Nestled in Mae Na Chon, in the outskirts of Chiang Mai, lies a group of underserved and outcast people – the Karen population. It was difficult for them to access medical aid, and dirt paths were often the only means of entering and leaving their villages.
In 2012, a group of local medical graduates and students foresaw the needs of this community, resulting in the inception of "Project Naamjai", which in Thai means "Water from the Heart". This was to remind those on the team of the importance of having a heart of service.
Over the Christmas of 2019 (21 to 28 December), a team of six doctors and one medical student braved the winter of the mountains in Chiang Mai to provide medical aid to the villages spread across the region.
The journey
Oscillating at the back of the pick–up van, along the dirt track, was not a foreign experience for many on this trip. Each had our reason for journeying to a foreign land and forgoing personal comforts, but a common goal had forged us all together – to serve the underserved Karen community.
After journeying three to four hours from the heart of Chiang Mai to Mae Na Chon, we arrived at our accommodation – the church of the village pastor, Pastor Pharot. The peripheries were lined by brick walls, built during previous trips by members who were also present on the current trip, and a low rumbling river that cut across its fields. We were introduced to five translators, who soon became our closest aides, and plans were concretised surrounding the villages we would provide medical camps for that Christmas.
Medical camps
A total of four villages (Ban Mai Village, Mae Chon Luang, Chang Khoek and Khong Khaek) were eventually selected by Pastor Pharot and the team. Prior to running the camps, we dropped by our regular pharmacy to top up our medical supplies. Fortunately, knowing the aim and purpose of our regular visits to Chiang Mai, a local pharmacist donated a few hundred pills of nonsteroidal antiinflammatory drugs to our cause, which subsequently proved to be a vital staple of our dispensary.
Most of the cases seen during our medical consults were musculoskeletal (eg, back pain), respiratory (eg, cough), gastrointestinal (eg, diarrhoea or constipation) or dermatological (eg, fungal rash) in nature. However, there were a few that stood out, including patients with cervical myelopathy, pernicious anaemia and atypical Parkinsonian features.
Home visits
The highlight of the medical camps for most of us were the home visits. Over the previous years, our predecessors
learnt through the village pastors and leaders that a few locals were too aged or unwell to walk from their houses to the town square, where our mobile clinics were situated. We thus assigned a home visit team each day, guided by a village pastor, to provide medical aid to these individuals.
During my home visit rotation, I met an elderly couple who had both been afflicted with hemiplegic stroke, rendering them wheelchair bound. They had only a single caretaker, and care seemed laborious for this elderly couple. However, it was heartening to know thatthe village at large would support the aged couple with provisions of food, physical aid and finances when required.
We soon learnt that the villagers' favourite part of our home visits was having their blood pressure measurement taken with our cuffs, although no eventual medical care might be rendered for their conditions. It dawned upon me then that human touch was what these individuals valued most – the comfort of our care, above our ability to cure and treat.
Midwife teachings
A special addition to this year's medical camps was the focus on women's health – specifically, midwife training through education and awareness of the delivery process of a fetus, common complications faced during labour, and possible contraceptive methods. This was chaired by our enthusiastic final year medical student, Sudesna Chowdhury, and our family medicine resident, Dr Wong Simin.

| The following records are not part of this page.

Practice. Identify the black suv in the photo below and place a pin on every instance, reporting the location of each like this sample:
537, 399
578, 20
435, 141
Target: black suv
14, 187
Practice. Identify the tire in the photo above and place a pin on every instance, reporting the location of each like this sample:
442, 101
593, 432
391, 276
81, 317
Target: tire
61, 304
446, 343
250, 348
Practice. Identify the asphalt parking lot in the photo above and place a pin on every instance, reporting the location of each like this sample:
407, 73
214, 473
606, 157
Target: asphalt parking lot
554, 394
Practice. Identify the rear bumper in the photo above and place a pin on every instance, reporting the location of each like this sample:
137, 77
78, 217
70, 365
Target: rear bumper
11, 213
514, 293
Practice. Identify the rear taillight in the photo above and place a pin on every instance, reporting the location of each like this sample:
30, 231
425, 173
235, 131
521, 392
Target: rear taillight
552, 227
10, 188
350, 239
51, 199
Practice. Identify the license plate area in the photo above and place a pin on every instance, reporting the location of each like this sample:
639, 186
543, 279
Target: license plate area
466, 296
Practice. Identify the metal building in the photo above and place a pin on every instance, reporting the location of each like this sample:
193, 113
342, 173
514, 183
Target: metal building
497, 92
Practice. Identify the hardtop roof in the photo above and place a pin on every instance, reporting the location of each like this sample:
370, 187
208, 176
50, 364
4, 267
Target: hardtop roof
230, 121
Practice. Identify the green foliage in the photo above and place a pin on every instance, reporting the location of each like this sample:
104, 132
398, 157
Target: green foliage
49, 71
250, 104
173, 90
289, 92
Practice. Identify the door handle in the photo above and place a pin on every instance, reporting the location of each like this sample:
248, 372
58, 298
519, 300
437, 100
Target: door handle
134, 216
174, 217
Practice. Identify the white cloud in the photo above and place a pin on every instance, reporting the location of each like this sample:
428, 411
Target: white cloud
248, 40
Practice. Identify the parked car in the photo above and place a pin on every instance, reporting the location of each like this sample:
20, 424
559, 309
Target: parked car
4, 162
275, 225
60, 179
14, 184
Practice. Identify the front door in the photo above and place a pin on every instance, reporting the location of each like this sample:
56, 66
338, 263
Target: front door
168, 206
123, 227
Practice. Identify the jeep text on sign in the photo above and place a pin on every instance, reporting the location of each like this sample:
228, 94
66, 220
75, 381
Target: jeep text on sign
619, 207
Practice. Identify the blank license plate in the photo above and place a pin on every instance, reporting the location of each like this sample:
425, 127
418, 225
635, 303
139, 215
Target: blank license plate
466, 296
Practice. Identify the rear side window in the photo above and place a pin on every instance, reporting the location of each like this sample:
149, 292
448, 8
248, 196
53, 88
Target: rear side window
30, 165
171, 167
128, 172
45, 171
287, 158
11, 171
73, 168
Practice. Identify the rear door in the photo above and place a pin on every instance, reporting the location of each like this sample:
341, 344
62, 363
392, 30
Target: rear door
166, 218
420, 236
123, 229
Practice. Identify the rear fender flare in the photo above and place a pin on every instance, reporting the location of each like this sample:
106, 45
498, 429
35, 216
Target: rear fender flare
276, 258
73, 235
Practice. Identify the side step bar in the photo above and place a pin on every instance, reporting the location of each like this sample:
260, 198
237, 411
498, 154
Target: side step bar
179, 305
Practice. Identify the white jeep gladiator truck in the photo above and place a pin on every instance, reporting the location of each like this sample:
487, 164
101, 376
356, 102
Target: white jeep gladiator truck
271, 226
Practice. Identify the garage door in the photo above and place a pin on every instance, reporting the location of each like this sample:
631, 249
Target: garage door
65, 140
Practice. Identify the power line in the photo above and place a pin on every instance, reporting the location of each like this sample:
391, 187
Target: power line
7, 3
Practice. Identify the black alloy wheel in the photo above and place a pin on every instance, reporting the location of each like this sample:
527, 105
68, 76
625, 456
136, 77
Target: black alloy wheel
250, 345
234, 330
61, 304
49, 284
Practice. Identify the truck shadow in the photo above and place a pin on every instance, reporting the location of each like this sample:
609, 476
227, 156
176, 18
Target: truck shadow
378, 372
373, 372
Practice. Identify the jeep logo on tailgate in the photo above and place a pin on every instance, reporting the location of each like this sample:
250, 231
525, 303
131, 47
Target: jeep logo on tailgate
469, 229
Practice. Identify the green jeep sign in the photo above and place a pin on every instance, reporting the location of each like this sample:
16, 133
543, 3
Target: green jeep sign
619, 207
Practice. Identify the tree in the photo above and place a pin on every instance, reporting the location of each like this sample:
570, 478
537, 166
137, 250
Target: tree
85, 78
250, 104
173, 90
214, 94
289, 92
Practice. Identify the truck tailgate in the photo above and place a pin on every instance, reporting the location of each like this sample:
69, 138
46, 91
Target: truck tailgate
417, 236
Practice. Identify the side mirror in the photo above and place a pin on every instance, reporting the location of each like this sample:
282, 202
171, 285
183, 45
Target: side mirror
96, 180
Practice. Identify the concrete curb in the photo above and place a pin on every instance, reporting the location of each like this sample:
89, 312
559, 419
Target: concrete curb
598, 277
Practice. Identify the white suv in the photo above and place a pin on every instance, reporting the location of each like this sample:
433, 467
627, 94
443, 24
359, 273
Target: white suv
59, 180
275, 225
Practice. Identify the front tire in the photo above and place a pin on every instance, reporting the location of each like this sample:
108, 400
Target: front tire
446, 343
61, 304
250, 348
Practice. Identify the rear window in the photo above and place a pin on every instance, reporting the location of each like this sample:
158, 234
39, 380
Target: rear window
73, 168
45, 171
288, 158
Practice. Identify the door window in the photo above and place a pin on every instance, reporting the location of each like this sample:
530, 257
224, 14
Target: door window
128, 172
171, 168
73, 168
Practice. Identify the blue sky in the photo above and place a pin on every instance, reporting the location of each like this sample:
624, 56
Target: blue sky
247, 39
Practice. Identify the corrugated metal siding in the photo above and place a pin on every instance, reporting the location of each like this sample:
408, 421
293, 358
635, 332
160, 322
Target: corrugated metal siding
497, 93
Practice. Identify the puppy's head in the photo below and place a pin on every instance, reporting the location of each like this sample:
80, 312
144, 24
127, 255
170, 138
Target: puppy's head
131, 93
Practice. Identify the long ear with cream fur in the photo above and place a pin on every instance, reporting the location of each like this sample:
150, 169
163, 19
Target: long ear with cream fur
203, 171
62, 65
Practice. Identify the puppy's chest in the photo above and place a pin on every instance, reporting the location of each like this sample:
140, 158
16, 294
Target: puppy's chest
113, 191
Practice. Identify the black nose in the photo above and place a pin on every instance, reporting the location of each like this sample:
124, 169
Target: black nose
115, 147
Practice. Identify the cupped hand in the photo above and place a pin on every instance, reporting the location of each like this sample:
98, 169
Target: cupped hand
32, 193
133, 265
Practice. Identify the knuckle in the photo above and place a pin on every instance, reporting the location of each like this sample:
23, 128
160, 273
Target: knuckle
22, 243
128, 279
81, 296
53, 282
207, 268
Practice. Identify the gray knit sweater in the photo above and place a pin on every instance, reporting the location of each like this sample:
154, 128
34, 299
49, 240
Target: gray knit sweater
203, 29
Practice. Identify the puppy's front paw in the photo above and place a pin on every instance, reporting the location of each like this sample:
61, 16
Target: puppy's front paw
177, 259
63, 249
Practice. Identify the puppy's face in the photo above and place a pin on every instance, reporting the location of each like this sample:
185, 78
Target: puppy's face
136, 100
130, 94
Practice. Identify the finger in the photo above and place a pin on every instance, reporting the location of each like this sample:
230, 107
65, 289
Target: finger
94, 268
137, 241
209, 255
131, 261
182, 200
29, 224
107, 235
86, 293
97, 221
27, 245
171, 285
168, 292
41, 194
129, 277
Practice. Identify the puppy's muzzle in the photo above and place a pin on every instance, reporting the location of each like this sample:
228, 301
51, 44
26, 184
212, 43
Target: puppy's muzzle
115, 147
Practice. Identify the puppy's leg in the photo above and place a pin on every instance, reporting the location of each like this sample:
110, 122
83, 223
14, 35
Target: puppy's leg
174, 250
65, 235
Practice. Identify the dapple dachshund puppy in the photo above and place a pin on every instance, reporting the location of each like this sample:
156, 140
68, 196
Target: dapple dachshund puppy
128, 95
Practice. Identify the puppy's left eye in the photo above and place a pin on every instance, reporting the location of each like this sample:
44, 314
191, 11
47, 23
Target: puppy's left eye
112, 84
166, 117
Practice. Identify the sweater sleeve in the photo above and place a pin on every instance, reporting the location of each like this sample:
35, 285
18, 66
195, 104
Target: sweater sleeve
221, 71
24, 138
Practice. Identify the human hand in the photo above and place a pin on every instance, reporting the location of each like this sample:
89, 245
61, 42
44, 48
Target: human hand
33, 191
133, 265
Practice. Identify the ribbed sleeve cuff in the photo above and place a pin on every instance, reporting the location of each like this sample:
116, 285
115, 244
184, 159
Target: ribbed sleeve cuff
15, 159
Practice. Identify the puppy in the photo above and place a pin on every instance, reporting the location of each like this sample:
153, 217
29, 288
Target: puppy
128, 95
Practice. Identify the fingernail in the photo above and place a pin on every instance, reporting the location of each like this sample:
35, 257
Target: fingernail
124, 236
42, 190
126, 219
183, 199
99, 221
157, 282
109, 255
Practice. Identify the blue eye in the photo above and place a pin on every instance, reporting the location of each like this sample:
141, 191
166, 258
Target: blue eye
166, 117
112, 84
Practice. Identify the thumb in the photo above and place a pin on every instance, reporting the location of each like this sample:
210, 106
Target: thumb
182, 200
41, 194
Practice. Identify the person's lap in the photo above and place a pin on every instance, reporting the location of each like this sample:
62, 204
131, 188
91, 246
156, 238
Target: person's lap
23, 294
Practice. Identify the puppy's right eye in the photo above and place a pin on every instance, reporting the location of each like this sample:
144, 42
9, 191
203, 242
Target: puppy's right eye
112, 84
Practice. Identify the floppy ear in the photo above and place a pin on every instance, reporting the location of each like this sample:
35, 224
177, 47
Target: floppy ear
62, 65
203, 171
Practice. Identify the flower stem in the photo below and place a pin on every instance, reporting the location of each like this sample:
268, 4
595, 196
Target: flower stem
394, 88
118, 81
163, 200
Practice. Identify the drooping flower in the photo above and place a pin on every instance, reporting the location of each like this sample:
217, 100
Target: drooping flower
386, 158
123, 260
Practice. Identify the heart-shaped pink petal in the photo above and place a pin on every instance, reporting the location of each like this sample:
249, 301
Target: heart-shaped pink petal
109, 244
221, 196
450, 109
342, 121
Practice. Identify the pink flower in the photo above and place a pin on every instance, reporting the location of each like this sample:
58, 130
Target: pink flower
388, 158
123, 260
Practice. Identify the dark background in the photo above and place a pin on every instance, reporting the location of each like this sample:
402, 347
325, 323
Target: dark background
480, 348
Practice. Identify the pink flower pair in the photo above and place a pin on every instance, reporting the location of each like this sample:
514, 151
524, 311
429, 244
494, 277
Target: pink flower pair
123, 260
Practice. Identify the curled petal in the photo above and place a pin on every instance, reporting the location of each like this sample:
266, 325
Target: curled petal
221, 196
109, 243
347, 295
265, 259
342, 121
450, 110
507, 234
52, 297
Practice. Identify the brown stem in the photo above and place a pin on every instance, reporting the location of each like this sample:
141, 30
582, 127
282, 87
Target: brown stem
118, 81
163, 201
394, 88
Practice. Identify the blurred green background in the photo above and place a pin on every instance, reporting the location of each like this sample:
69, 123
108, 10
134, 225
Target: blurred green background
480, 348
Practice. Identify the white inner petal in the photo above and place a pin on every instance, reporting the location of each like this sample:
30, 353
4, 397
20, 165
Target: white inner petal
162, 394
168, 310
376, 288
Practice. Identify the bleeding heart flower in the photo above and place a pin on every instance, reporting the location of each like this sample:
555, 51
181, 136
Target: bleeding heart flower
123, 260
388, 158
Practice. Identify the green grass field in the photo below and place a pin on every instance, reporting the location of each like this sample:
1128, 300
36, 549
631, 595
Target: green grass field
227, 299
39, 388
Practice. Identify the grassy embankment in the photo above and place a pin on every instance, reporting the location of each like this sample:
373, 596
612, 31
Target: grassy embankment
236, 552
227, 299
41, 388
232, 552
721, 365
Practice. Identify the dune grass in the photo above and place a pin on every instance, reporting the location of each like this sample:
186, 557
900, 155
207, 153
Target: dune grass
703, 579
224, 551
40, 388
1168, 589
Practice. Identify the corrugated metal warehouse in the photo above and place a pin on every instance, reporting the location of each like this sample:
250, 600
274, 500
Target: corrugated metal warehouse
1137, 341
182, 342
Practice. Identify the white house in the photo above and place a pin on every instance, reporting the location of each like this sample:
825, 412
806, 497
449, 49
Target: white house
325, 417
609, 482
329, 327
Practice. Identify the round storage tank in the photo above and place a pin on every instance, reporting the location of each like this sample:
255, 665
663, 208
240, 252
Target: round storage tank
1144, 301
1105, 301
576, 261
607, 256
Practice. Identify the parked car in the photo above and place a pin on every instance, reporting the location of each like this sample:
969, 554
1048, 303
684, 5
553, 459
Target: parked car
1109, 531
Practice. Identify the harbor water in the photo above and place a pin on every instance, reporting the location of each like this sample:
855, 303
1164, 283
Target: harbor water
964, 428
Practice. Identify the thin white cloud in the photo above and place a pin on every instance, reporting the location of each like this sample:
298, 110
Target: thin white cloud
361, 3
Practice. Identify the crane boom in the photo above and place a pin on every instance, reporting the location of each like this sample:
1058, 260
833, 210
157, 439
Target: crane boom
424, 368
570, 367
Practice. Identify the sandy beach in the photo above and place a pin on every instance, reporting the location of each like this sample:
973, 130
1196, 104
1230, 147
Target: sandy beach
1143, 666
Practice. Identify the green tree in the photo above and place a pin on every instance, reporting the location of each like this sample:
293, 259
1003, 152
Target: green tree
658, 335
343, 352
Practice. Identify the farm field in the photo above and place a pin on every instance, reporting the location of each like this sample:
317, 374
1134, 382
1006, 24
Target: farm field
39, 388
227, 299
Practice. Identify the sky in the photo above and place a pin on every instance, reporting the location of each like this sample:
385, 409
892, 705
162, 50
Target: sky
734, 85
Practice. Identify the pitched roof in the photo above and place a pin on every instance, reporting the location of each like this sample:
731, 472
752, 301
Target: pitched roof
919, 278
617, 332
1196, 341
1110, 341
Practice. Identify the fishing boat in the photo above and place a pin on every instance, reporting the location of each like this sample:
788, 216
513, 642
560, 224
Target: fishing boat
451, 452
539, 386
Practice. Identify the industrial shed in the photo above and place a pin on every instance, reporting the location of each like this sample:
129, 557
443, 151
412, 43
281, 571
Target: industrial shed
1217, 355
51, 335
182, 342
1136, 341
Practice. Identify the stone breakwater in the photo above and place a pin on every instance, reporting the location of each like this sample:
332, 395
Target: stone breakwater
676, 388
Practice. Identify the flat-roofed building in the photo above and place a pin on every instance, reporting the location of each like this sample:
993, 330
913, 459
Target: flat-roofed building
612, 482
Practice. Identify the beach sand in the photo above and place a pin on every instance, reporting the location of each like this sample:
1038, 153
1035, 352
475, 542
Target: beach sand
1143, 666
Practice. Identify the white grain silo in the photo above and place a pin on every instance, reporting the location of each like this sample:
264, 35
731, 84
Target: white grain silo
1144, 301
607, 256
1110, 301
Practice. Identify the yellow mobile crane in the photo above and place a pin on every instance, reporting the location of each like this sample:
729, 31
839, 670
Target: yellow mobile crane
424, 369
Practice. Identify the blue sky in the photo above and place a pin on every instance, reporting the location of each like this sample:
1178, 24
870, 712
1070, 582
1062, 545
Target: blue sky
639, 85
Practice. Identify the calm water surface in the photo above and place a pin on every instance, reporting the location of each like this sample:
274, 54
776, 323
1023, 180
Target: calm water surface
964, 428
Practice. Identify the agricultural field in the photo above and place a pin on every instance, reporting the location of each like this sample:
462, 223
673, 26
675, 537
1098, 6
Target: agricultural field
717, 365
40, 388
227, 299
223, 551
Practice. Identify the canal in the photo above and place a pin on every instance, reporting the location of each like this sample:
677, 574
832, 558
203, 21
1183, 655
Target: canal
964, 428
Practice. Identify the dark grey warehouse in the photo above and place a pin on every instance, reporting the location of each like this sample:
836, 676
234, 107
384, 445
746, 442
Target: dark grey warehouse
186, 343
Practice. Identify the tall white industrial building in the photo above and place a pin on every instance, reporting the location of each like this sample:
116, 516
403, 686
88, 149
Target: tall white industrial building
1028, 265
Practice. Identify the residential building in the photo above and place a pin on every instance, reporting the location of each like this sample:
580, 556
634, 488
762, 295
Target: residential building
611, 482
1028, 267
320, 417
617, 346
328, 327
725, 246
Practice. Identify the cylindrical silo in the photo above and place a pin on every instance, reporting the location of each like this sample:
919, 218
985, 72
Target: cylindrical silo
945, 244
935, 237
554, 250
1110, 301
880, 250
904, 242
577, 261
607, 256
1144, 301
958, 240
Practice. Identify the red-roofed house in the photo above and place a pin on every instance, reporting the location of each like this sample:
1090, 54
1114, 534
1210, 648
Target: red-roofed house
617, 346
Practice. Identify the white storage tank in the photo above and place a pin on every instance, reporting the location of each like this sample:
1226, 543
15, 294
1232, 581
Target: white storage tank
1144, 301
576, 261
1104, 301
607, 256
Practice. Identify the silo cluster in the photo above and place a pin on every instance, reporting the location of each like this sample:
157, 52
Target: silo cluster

Crowds of ladies would gather around our posters daily and be interviewed on their local practices. It was interesting to note that almost all village females in labour could access their local hospital in Mae Chaem easily and home deliveries were becoming less common. Affordable contraceptive procedures, such as Implanon insertion or tubal ligation, were also being offered by the hospital post-delivery.
Blessings hostel
To experience the true local culture, we celebrated Christmas by carolling and dancing with the local hostel community at the Blessings Hostel. This hostel was offered as a place where children from villages further away could stay near the local school to study. Unfortunately, over the years, the hostel had run into debts procuring food for the children, as financial support from the government had been cut to an average of 10 to 20 baht per meal per child. That would amount to less than one Singapore dollar per meal per child. This, however, did not dampen the spirits of the children or their caretakers as we celebrated late into the night. We had also tabled discussions with Pastor Pharot during our time there on measures to circumvent the hostel's financial state.
As the trip ended and we were on our journey back to the airport, many of us "old timers" reminisced with fondness our past years of toil and effort in the local community and how they were slowly beginning to bear fruit. However, as our medical oncologist team leader, Dr Evelyn Wong, would nicely summarise: we toil for our patients not knowing the outcome – or at times knowing there may be no good outcome – and continue to be their bastion of hope because each and every person deserves our best efforts and a silver lining.